My guess is that they know how fast the Shuttle has to be going in the particular orbit that it’s in, and just quote that.
The Shuttle does use GPS data, now at least. I don’t think the GPS system was in place when the Shuttle program started, at which point it would be all from ground stations.
But it’s not hard to calculate, anyway. It’s only rocket science.
He shoots… he scores!
Various spacecraft use GPS, at least when they are close enough to Earth to be served by it.
I hate to nitpick, but it’s older than rocket science. It’s the sort of orbital mechanics that goes back to guys like Kepler and Newton, who knew nothing at all about rocket science.

I hate to nitpick, but it’s older than rocket science. It’s the sort of orbital mechanics that goes back to guys like Kepler and Newton, who knew nothing at all about rocket science.
And those guys didn’t even have digital computers, Matlab, and ground tracking stations. Heck, they actually had to use logarithms to make their calculations shorter. Logarithms! Heck, I haven’t even looked at a log table in over a decade.
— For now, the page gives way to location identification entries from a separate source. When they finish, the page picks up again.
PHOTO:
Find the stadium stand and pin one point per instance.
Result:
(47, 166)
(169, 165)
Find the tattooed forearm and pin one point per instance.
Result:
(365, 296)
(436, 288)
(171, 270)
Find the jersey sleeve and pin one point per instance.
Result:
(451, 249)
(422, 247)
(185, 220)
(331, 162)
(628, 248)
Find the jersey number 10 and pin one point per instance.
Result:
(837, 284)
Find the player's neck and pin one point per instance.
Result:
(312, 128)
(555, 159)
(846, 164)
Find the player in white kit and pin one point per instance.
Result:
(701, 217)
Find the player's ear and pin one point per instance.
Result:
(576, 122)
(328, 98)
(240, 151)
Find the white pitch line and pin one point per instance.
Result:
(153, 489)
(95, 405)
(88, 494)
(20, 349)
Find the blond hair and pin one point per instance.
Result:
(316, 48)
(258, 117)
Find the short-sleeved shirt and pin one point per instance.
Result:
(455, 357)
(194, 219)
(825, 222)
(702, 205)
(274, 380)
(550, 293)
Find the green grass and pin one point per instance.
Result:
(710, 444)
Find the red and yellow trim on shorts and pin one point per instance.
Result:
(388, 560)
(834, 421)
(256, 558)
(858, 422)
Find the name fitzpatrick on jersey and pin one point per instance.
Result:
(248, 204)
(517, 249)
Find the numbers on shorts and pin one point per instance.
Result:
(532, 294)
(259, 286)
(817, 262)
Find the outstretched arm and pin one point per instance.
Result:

Seriously, with some very simple optical tracking using a crude theodolite from a fixed position, a basic notion of the rotation of the Earth, and some high school trigonometry and analytical geometry, you could calculate the unpowered orbit (and thus, its position and velocity at any given time) of the Shuttle or any other observable object to three or four decimal places. It truly is, as Chronos says, not hard to calculate.
“Rocket science” (or “gas expansion propulsion science”) however–encompassing thermodynamics, reaction chemistry, avionics and nonlinear response control systems, compressible thermofluid dynamics, vibration and structural mechanics, to name a few disciplines–is actually pretty of hard stuff, sufficiently so that Kepler and Newton didn’t even have the tools to work in it, although Newton’s development of applied differential calculus (building upon Barrow’s fundamental theorem of calculus and properties of the tangent line) which permitted the underlying mathematical formalization of other sciences listed above.
Anyway, irrelevant and off-the-cuff history of science lesson aside, once you’ve measured the position of the Shuttle in a few places in its orbit (either from ground tracking, GPS measurements, or differential tracking from the Shuttle itself) you can make a very credible estimate of the orbital characteristics. From there, it’s all straight Newtonian mechanics.
Stranger
The Shuttle also has an inertial guidance system that keeps track of its position and velocity.
My understanding is that satellite orbits are calculated primarily from distance measurements made from the ground. It’s easy to shoot a radio signal at a satellite and either observe the reflection (i.e. radar), or receive a signal from a transponder on the satellite. From the time delay you can calculate the distance to the satellite very accurately. Do this continually as the satellite flies across the sky, and you get a set of distance vs. time data, from which you can calculate the orbit.
Measuring the position of the satellite in the sky is a little more difficult. Whatever instrument you use (telesccope, radio antenna, etc), you need high resolution, which usually means a narrow field of view. And you need to track the fast-moving object to keep it in the field of view.